This climb makes the hike in worth it!! it has everything from face moves to handjams, with a overhanging jug haul to the top.
By jim-c
Sep 22, 2010

And there's a great view when you lose it and swing out. Best to try this route first, it pumps you quick. I had nothing left for it and only got about halfway up. Now I have to hike back up. Totally worth it, tho.
By ARMoss
Jan 24, 2014
rating: 5.9+ 5c 17 VI 17 E1 5a

Deceptively hard about 2/3 to 3/4 of the way up, but the gear is good all the way. Carry a BD #2 to protect the crux - easy falls into air.
By Fan Z.
From: Washington, DC
Jun 3, 2014
rating: 5.9+ 5c 17 VI 17 E1 5a

Great climb. I found it very tempting to get drawn into the easier terrain of White Arete to the left about 1/2-2/3 of the way up.

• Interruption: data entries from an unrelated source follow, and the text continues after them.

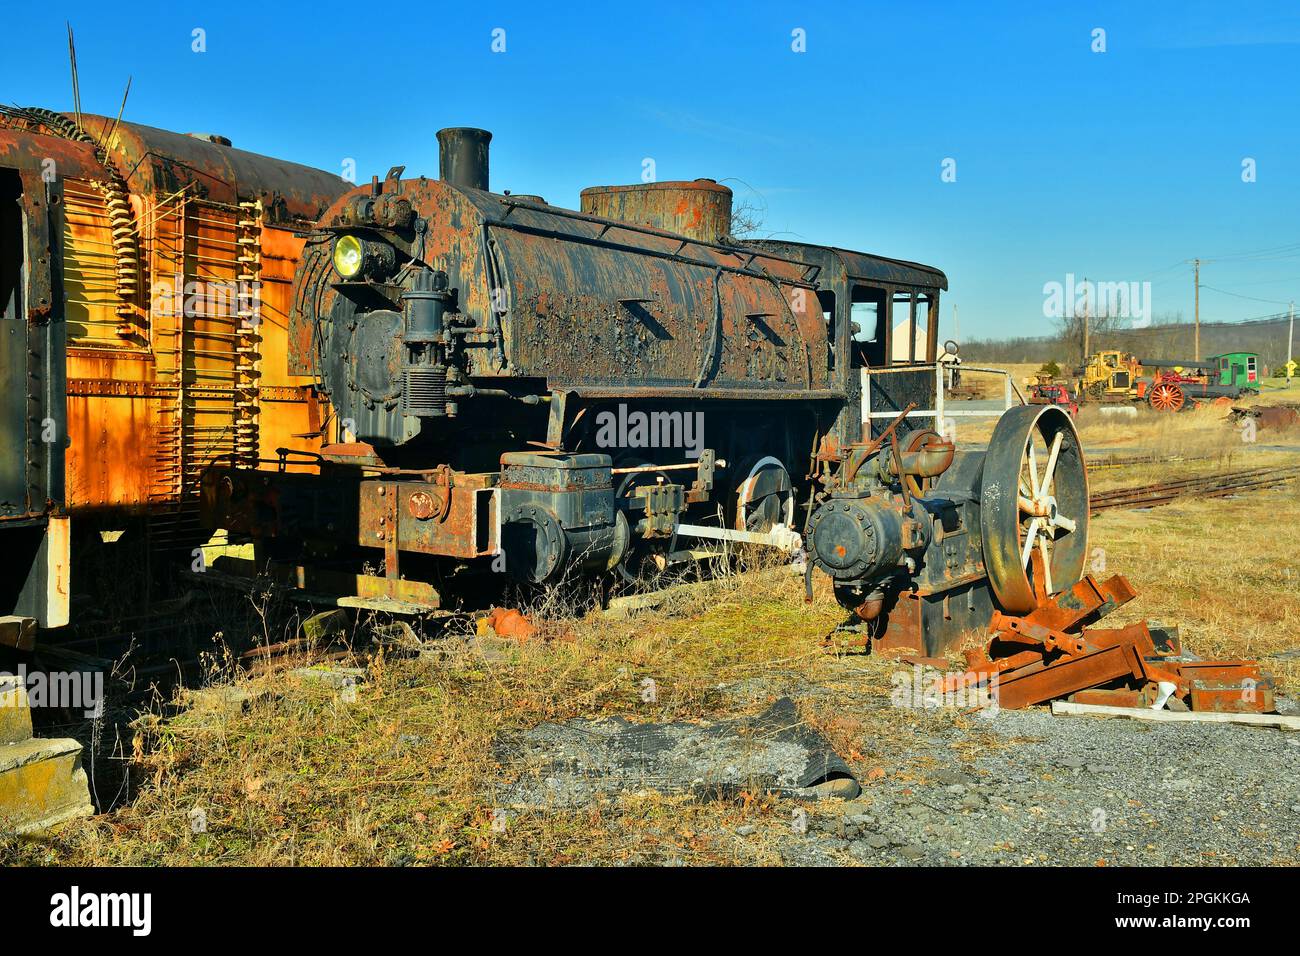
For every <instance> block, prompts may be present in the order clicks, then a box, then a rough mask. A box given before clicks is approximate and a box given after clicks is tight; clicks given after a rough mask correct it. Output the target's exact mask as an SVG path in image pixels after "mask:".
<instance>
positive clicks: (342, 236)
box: [334, 235, 396, 282]
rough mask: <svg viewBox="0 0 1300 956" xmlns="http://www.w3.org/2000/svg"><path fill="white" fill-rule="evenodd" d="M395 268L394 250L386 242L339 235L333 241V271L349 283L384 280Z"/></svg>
mask: <svg viewBox="0 0 1300 956" xmlns="http://www.w3.org/2000/svg"><path fill="white" fill-rule="evenodd" d="M395 268H396V250H395V248H393V246H390V245H389V243H386V242H373V241H370V239H360V238H357V237H355V235H341V237H338V238H337V239H335V241H334V269H335V271H337V272H338V274H339V276H341V277H342V278H343V280H346V281H348V282H351V281H360V280H363V278H372V280H385V278H387V277H389V276H391V274H393V272H394V269H395Z"/></svg>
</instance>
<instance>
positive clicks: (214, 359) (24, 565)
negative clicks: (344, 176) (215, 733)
mask: <svg viewBox="0 0 1300 956" xmlns="http://www.w3.org/2000/svg"><path fill="white" fill-rule="evenodd" d="M346 189H347V183H344V182H343V181H341V179H339V178H338V177H337V176H331V174H329V173H325V172H321V170H318V169H309V168H307V166H302V165H298V164H294V163H285V161H281V160H274V159H269V157H265V156H257V155H255V153H250V152H244V151H243V150H237V148H234V147H231V144H230V142H229V140H226V139H225V138H222V137H216V135H205V134H190V135H186V134H179V133H170V131H166V130H159V129H152V127H148V126H139V125H136V124H131V122H116V121H114V120H113V118H110V117H103V116H91V114H87V113H79V114H62V113H55V112H51V111H47V109H39V108H14V107H4V108H0V385H3V390H0V394H3V406H0V423H3V427H0V540H3V541H4V548H5V554H6V557H8V561H9V564H8V566H9V567H10V574H6V575H5V576H4V581H3V583H0V645H9V646H17V648H19V649H30V646H31V645H32V641H34V639H35V632H36V631H38V630H40V628H57V627H61V626H64V624H66V623H69V620H70V619H72V618H74V617H75V615H74V604H75V602H78V601H83V604H85V605H86V606H96V605H99V604H101V602H103V601H104V598H105V596H108V597H110V598H112V597H116V596H118V594H120V596H121V597H122V600H123V601H126V600H127V598H133V600H134V598H139V597H143V596H144V594H147V593H148V584H147V581H148V579H149V578H151V576H153V578H159V579H161V578H162V574H161V572H160V574H156V575H149V572H148V567H147V557H148V555H149V554H152V555H153V557H155V562H153V563H155V566H161V567H162V568H174V567H177V566H188V564H190V561H191V557H190V555H191V550H192V549H194V546H195V545H198V544H203V541H204V540H205V537H200V536H199V532H200V531H201V529H200V527H199V524H198V520H196V515H195V503H196V498H198V492H199V476H200V473H201V471H203V470H204V468H205V467H207V466H208V464H211V463H212V462H213V460H216V459H218V458H230V459H234V460H239V462H243V463H256V462H257V460H259V459H260V458H270V457H273V453H274V449H277V447H285V446H290V447H299V449H304V450H305V449H313V447H318V445H320V442H318V440H315V438H313V437H312V436H315V433H316V432H318V428H320V420H321V406H320V405H318V403H317V401H316V392H315V385H313V381H312V378H311V377H309V376H295V375H290V373H289V367H287V364H286V363H285V359H283V356H285V351H286V329H287V312H289V293H290V286H291V280H292V274H294V267H295V265H296V263H298V258H299V252H300V251H302V247H303V239H302V238H299V235H298V233H302V232H303V230H305V229H309V228H311V226H312V224H313V222H315V221H316V219H317V217H318V216H320V215H321V212H324V209H325V207H326V206H329V203H331V202H333V200H334V199H335V198H337V196H339V195H341V194H342V193H343V191H344V190H346ZM123 536H125V540H123ZM109 542H110V544H109ZM126 549H131V554H133V557H135V555H144V559H142V561H134V559H133V561H127V559H126V557H125V555H123V551H125V550H126ZM159 555H165V558H164V559H161V561H159V559H157V557H159ZM127 563H130V564H131V567H133V571H135V574H133V575H122V576H121V578H120V576H118V575H114V574H108V575H96V574H95V572H94V568H95V566H96V564H103V566H108V567H116V568H121V567H122V566H123V564H127ZM96 578H99V579H100V580H96ZM92 585H99V587H98V588H96V587H92Z"/></svg>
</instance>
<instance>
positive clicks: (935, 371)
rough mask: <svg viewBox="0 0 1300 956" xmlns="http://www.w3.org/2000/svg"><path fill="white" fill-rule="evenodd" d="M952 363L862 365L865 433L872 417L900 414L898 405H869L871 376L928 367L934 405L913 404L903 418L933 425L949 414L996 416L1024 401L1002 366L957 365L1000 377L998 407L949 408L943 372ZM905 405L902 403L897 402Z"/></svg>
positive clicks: (904, 372)
mask: <svg viewBox="0 0 1300 956" xmlns="http://www.w3.org/2000/svg"><path fill="white" fill-rule="evenodd" d="M949 368H952V365H948V364H945V363H943V362H936V363H933V364H930V363H924V364H915V365H894V367H892V368H863V369H862V424H863V425H865V428H866V431H867V433H868V434H870V425H871V423H872V421H878V420H880V419H896V418H898V415H900V408H885V410H875V408H872V407H871V378H872V376H884V375H898V373H913V375H915V373H918V372H926V371H930V372H931V373H932V375H933V376H935V407H933V408H913V410H911V411H910V412H907V418H909V419H913V418H933V419H935V424H936V428H939V425H940V423H943V421H944V420H945V419H953V418H996V416H998V415H1001V414H1002V412H1005V411H1006V410H1008V408H1011V407H1013V406H1015V405H1026V401H1024V395H1022V394H1021V390H1019V389H1018V388H1017V386H1015V382H1014V381H1013V380H1011V373H1010V372H1009V371H1006V369H1005V368H984V367H982V365H958V367H957V368H958V371H959V372H961V373H962V375H963V376H965V375H966V373H967V372H976V373H987V375H996V376H1001V377H1002V407H1000V408H949V407H948V402H946V397H945V392H946V390H948V388H949V386H948V385H946V382H945V378H946V376H945V372H946V371H949ZM900 405H905V403H900Z"/></svg>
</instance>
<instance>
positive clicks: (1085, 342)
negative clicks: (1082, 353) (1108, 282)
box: [1083, 276, 1092, 365]
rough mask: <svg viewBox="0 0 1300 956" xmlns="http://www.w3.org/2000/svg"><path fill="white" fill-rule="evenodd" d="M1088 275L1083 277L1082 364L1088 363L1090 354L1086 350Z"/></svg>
mask: <svg viewBox="0 0 1300 956" xmlns="http://www.w3.org/2000/svg"><path fill="white" fill-rule="evenodd" d="M1089 304H1091V303H1089V302H1088V277H1087V276H1084V277H1083V364H1086V365H1087V364H1088V356H1089V355H1092V352H1091V351H1088V306H1089Z"/></svg>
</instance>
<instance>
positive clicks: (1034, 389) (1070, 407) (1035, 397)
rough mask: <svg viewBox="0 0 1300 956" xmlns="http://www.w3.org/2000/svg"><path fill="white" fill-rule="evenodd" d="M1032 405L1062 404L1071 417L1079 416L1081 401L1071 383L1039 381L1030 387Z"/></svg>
mask: <svg viewBox="0 0 1300 956" xmlns="http://www.w3.org/2000/svg"><path fill="white" fill-rule="evenodd" d="M1030 405H1060V406H1061V407H1062V408H1065V410H1066V411H1067V412H1070V418H1078V415H1079V402H1078V401H1076V399H1075V397H1074V393H1073V392H1070V386H1069V385H1062V384H1060V382H1037V384H1036V385H1034V386H1032V388H1030Z"/></svg>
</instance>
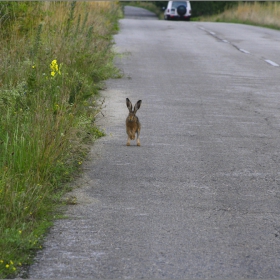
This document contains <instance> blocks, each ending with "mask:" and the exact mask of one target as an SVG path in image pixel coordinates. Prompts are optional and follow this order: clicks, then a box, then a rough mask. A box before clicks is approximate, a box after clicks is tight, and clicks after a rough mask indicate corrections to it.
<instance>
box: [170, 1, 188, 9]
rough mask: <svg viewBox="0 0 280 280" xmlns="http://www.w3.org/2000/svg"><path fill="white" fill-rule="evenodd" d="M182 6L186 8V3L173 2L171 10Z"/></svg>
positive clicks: (185, 1)
mask: <svg viewBox="0 0 280 280" xmlns="http://www.w3.org/2000/svg"><path fill="white" fill-rule="evenodd" d="M181 5H184V6H185V7H186V6H187V3H186V1H173V3H172V8H178V7H179V6H181Z"/></svg>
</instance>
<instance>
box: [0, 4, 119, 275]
mask: <svg viewBox="0 0 280 280" xmlns="http://www.w3.org/2000/svg"><path fill="white" fill-rule="evenodd" d="M0 15H1V16H0V45H1V48H0V61H1V64H0V111H1V114H0V278H7V277H13V276H15V275H17V274H18V273H19V272H20V271H21V268H22V267H23V266H25V265H28V264H30V263H31V262H32V257H33V256H34V252H36V250H38V249H40V248H42V237H43V235H44V233H45V232H46V230H47V229H48V228H49V227H50V225H51V224H52V221H53V220H54V219H55V218H58V217H59V212H58V206H59V205H61V196H62V195H63V194H64V193H65V192H66V191H67V184H66V182H69V181H71V179H72V178H73V174H75V172H76V171H77V170H78V169H79V167H80V166H81V164H82V162H83V160H84V159H85V157H86V154H87V151H88V149H87V144H89V143H92V141H93V140H94V139H96V138H98V137H100V136H102V134H103V133H102V132H101V131H100V130H99V129H98V128H96V127H95V126H94V120H95V117H96V115H97V114H98V113H99V112H100V106H99V105H98V98H97V96H98V90H99V89H100V88H101V87H102V81H103V80H105V79H108V78H110V77H118V76H119V73H118V70H117V69H116V68H115V67H114V64H113V59H114V53H113V52H112V50H111V46H112V35H113V34H114V33H115V32H116V31H117V29H118V19H119V17H120V9H119V7H118V5H117V4H116V3H113V2H67V1H66V2H0Z"/></svg>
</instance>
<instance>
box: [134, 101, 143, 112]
mask: <svg viewBox="0 0 280 280" xmlns="http://www.w3.org/2000/svg"><path fill="white" fill-rule="evenodd" d="M141 103H142V100H138V101H137V103H136V104H135V106H134V113H136V112H137V110H139V109H140V106H141Z"/></svg>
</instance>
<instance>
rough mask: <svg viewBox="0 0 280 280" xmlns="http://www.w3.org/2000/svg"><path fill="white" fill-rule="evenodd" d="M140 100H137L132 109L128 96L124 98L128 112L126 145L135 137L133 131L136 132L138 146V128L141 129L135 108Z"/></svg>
mask: <svg viewBox="0 0 280 280" xmlns="http://www.w3.org/2000/svg"><path fill="white" fill-rule="evenodd" d="M141 103H142V100H138V101H137V103H136V104H135V106H134V110H132V104H131V102H130V100H129V99H128V98H126V106H127V108H128V110H129V114H128V116H127V118H126V133H127V135H128V138H127V143H126V145H127V146H130V140H134V139H135V133H137V146H140V140H139V135H140V130H141V124H140V122H139V119H138V117H136V112H137V110H139V109H140V106H141Z"/></svg>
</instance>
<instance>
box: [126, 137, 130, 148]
mask: <svg viewBox="0 0 280 280" xmlns="http://www.w3.org/2000/svg"><path fill="white" fill-rule="evenodd" d="M126 146H130V137H129V135H128V136H127V142H126Z"/></svg>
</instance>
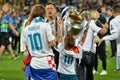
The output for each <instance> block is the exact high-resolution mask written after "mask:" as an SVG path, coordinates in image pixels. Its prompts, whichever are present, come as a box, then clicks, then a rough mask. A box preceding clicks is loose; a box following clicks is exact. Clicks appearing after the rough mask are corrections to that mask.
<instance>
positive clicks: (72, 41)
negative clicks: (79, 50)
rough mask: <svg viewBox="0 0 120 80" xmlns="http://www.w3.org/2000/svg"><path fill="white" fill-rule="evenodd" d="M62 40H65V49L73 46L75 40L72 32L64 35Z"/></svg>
mask: <svg viewBox="0 0 120 80" xmlns="http://www.w3.org/2000/svg"><path fill="white" fill-rule="evenodd" d="M64 41H65V48H67V49H71V48H73V46H74V44H75V40H74V37H73V34H72V33H68V34H67V35H66V37H65V39H64Z"/></svg>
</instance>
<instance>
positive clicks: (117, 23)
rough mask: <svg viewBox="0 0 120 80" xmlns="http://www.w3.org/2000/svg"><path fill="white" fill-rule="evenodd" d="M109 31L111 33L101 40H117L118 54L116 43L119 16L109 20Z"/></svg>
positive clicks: (118, 39)
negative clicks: (111, 19)
mask: <svg viewBox="0 0 120 80" xmlns="http://www.w3.org/2000/svg"><path fill="white" fill-rule="evenodd" d="M110 33H111V35H107V36H104V37H103V40H114V39H116V42H117V48H118V49H117V56H120V51H119V53H118V50H120V49H119V48H120V47H118V44H119V45H120V16H116V17H115V18H114V19H112V20H111V21H110Z"/></svg>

An easy anchor set up would be a couple of 20' cordelettes slung around the boulder at the top, with a couple of nylon runners for extension over the final roof with the hand crack.
By t0dd
Jun 29, 2014
rating: 5.9 5c 17 VI 17 HVS 5a

This climb is great and pumpy! has great placement throughout, but can definitely be TR'd too. very fun.
By Eli Buzzell
From: Rumney
Jan 3, 2015

The unnecessary fist jam in the top is amazing! You can comfortably deadhang from it for days!